To investigate whether poroelastic effects from recharge of groundwater bias the GPS motions, we analyzed 30 time series of wellhead levels obtained from the USGS around the Houston area and compared these to nearby GPS stations. Recharge of aquifers leads to elastic expansion and uplift that could be detected at nearby GPS stations. Here, we analyzed wellhead levels to estimate how much water diffused into the aquifer and increased the water level during the period of observed GPS uplift. If poroelastic expansion does affect GPS motions, then we would expect largest water increase during largest GPS vertical uplift rates. GPS uplift occurred over a period of ~5 weeks, however, with highest rates within the first 4 days.

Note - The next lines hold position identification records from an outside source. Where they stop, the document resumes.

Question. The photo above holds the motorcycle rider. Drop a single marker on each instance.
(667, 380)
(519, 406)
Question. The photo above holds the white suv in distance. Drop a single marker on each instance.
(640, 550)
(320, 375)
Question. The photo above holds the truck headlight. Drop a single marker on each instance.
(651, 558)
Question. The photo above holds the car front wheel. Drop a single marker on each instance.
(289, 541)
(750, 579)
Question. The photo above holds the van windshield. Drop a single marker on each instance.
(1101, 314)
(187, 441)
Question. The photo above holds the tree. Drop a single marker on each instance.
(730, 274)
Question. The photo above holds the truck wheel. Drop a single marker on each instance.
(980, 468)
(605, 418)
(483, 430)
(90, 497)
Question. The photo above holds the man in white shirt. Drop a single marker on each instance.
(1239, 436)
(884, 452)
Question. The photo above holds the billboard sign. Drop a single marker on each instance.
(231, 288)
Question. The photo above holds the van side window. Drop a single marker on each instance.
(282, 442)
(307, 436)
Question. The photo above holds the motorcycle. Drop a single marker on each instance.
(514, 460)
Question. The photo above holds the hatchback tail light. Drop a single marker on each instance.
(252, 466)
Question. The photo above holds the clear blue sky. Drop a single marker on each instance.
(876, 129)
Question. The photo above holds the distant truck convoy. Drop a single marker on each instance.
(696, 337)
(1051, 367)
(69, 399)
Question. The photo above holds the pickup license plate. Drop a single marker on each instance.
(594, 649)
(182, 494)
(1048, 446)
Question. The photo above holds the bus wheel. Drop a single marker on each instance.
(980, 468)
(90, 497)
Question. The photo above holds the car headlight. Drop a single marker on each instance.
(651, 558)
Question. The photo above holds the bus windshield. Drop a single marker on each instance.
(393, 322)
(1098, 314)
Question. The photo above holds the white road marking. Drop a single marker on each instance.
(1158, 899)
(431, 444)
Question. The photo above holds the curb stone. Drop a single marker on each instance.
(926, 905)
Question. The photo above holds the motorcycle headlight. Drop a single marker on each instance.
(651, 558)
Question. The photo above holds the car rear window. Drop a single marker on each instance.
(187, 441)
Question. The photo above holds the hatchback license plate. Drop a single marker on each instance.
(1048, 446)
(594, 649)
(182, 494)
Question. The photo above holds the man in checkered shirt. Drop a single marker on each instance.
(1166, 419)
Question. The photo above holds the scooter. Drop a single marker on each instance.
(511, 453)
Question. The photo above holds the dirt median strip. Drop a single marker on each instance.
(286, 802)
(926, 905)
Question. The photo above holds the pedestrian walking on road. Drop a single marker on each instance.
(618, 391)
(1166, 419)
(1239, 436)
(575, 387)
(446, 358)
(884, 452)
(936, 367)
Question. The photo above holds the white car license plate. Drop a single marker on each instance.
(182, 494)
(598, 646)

We found that the comparison of most groundwater levels with vertical GPS displacement are inconsistent with surface motions expected from poroelastic effects. Almost all groundwater sites (87%) either show no deviation in behavior during Harvey or exhibit water level increases during largest GPS subsidence, which is followed almost immediately by a groundwater drop, when GPS uplift is observed. This surface motion is the opposite of that expected from poroelastic deformation. From the 30 groundwater levels, we only observed 4 that show an increase in water level during GPS uplift. However, we note that changes of water levels before and well after Harvey, which are similar in amplitude and duration (days-weeks) to water changes during Harvey, showed little or no response from the GPS stations. This would suggest that, from the current data, GPS stations are not sensitive to groundwater level changes during recharge over day-week time scales.

We estimated vertical displacement expected from poroelastic aquifer recharge using the wellhead data and assuming an elastic clay storativity that represents the Chicot and Evangeline aquifers (40). These estimates were then compared to the nearest GPS stations that were no further than 25 km away (fig. S6). To estimate vertical displacement of the aquifers (Δd) due to changes in wellhead level (Δh), we assumed a storativity coefficient (T) of 2 ×10−3 derived from (40), where Δd = Δh × T. From this more direct comparison, we found that the observed GPS motions were inconsistent with that expected from poroelastic motion from aquifer recharge (fig. S6). We found that, in almost all cases, the sign, amplitude, and functional form disagrees between the observed surface motions and that expected from poroelastic aquifer recharge. Instead, the aquifer levels can be interpreted to reflect direct changes in water across at the site and validate the filtered GPS time series.